Dituding Gencar Bujuk Kader PDIP, Ini Respons PSI
Ketua Bidang Politik DPP PSI Bestari Barus merespons tegas saat ditemui di Solo, Kamis (18/6/2026).
Partai Solidaritas Indonesia PSI menepis tudingan gencar merekrut kader dari PDIP dan partai lain. PSI menyebut keputusan seseorang berpindah partai adalah hak privat setiap individu.
Tudingan itu sebelumnya disampaikan Ketua DPP PDIP Deddy Yevri Sitorus pada Senin (15/6/2026). Deddy juga menyebut Presiden ke-7 RI Jokowi merekrut orang-orangnya di pemerintahan dan BUMN untuk masuk PSI.
Menanggapi hal itu, Ketua Bidang Politik DPP PSI Bestari Barus merespons tegas saat ditemui di Solo, Kamis (18/6/2026).
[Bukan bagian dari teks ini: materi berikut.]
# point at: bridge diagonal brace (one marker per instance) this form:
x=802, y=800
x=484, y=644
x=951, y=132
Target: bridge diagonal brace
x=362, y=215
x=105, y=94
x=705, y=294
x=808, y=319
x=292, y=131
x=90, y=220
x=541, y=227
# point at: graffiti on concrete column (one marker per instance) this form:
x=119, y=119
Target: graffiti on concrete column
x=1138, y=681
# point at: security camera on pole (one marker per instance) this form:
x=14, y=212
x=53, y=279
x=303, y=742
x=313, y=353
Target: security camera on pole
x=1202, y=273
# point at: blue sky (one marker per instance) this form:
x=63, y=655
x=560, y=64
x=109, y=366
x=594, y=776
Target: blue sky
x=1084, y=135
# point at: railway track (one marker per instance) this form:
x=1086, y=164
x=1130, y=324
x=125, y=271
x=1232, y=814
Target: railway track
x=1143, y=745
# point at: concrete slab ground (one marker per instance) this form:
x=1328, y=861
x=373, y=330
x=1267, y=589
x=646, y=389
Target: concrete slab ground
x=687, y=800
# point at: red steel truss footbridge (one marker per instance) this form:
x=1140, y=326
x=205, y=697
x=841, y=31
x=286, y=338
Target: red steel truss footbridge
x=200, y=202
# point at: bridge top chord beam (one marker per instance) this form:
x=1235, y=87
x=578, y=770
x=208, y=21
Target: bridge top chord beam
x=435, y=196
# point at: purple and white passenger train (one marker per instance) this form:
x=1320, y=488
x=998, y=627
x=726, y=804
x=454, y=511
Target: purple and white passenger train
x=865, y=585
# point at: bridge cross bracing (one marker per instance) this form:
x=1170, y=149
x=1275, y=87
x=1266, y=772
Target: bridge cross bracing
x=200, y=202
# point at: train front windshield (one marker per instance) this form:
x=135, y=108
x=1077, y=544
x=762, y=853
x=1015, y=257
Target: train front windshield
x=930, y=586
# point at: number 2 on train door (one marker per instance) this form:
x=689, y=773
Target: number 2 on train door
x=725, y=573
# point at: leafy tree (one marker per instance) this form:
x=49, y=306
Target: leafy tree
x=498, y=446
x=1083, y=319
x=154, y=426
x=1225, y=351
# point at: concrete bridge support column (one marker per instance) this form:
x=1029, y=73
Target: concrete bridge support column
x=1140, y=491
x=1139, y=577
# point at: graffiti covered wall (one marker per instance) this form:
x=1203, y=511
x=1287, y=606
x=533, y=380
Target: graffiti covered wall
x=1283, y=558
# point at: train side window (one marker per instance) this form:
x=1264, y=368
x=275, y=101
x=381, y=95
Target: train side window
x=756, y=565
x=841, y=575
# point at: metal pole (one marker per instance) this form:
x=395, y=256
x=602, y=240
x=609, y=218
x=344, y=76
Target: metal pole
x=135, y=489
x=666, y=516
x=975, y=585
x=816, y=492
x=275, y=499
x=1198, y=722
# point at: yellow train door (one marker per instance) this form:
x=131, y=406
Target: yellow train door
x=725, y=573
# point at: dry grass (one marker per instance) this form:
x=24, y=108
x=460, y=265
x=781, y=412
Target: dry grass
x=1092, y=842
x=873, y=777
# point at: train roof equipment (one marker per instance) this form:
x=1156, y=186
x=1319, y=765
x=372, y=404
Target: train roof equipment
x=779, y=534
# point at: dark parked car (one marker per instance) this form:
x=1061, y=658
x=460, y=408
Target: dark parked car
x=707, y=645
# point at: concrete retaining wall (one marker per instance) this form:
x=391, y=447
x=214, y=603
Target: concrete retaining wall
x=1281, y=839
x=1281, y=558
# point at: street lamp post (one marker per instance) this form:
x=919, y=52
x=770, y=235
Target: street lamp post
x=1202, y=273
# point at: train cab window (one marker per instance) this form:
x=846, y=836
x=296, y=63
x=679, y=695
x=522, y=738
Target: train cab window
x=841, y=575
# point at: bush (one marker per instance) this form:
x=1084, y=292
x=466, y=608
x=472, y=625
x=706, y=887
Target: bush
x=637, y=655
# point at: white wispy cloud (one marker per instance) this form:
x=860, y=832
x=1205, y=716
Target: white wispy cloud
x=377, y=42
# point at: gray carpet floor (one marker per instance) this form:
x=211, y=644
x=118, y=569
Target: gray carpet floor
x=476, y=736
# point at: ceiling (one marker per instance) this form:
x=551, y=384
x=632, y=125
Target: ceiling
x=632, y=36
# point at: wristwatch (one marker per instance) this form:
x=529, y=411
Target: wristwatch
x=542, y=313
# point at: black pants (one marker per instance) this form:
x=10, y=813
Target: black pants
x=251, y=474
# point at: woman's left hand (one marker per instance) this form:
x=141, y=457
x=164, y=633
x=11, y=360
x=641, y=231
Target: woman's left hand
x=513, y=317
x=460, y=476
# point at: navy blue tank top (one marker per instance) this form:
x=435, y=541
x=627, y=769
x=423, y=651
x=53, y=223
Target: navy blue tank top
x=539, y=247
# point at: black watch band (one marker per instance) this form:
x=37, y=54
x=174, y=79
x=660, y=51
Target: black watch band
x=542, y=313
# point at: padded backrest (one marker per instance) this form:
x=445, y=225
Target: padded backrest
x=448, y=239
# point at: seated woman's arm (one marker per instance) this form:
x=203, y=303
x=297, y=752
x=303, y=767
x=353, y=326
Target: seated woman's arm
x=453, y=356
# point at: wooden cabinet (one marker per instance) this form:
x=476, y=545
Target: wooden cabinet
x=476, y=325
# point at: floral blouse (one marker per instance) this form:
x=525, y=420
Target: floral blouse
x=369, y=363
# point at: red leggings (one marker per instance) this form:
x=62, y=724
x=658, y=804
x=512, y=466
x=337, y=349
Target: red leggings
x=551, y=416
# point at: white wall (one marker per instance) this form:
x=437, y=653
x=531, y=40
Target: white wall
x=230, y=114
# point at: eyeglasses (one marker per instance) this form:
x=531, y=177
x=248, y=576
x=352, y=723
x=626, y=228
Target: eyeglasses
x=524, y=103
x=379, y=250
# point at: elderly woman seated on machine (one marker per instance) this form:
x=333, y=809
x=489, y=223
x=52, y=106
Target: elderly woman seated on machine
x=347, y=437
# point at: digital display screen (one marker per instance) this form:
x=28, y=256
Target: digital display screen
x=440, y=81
"PDIP ini partai gede masa yang begituan gak paham. Tolong disampaikan kalau memang lebih paham tolong kader PDIP yang ngomong itu suruh ketemu saya biar saya kasih paham," ujar Bestari.
Soal Tudingan Rekrut Pegawai BUMN
Saat disinggung terkait tudingan Jokowi merekrut pegawai BUMN, Bestari tidak menjawab secara tegas. Ia mengembalikan pada aturan keanggotaan parpol.
"Boleh nggak orang BUMN masuk ? Lihat saja syarat-syarat menjadi anggota partai politik. Bila mana itu dibolehkan kembali kepada hak privat untuk menjadi anggota parpol. Kalau ternyata tidak benar yang menyampaikan itu pembohongan," bebernya.
Mantan politisi Partai NasDem menegaskan, tidak ada larangan bagi warga negara, termasuk pegawai BUMN, untuk menjadi anggota partai politik selama memenuhi syarat yang berlaku.
Status Jokowi di PSI
Soal status Jokowi, Bestari memastikan Presiden ke-7 itu sudah lama menjadi bagian dari PSI.
"Pak Jokowi berjaket PSI sudah lama sudah lama banget yang waktu itu datang ke sini kalau gak salah Andi Budiman," kata dia.
Ia juga menyebut Jokowi telah menyatakan komitmennya di forum resmi partai.
"Kongres udah pakai kok. Haram hukumnya kalau di partai lain hukum nya haram ngomong begini di forum bebas. Saya akan mendukung full PSI saya akan bekerja keras untuk PSI," tutup Bestari.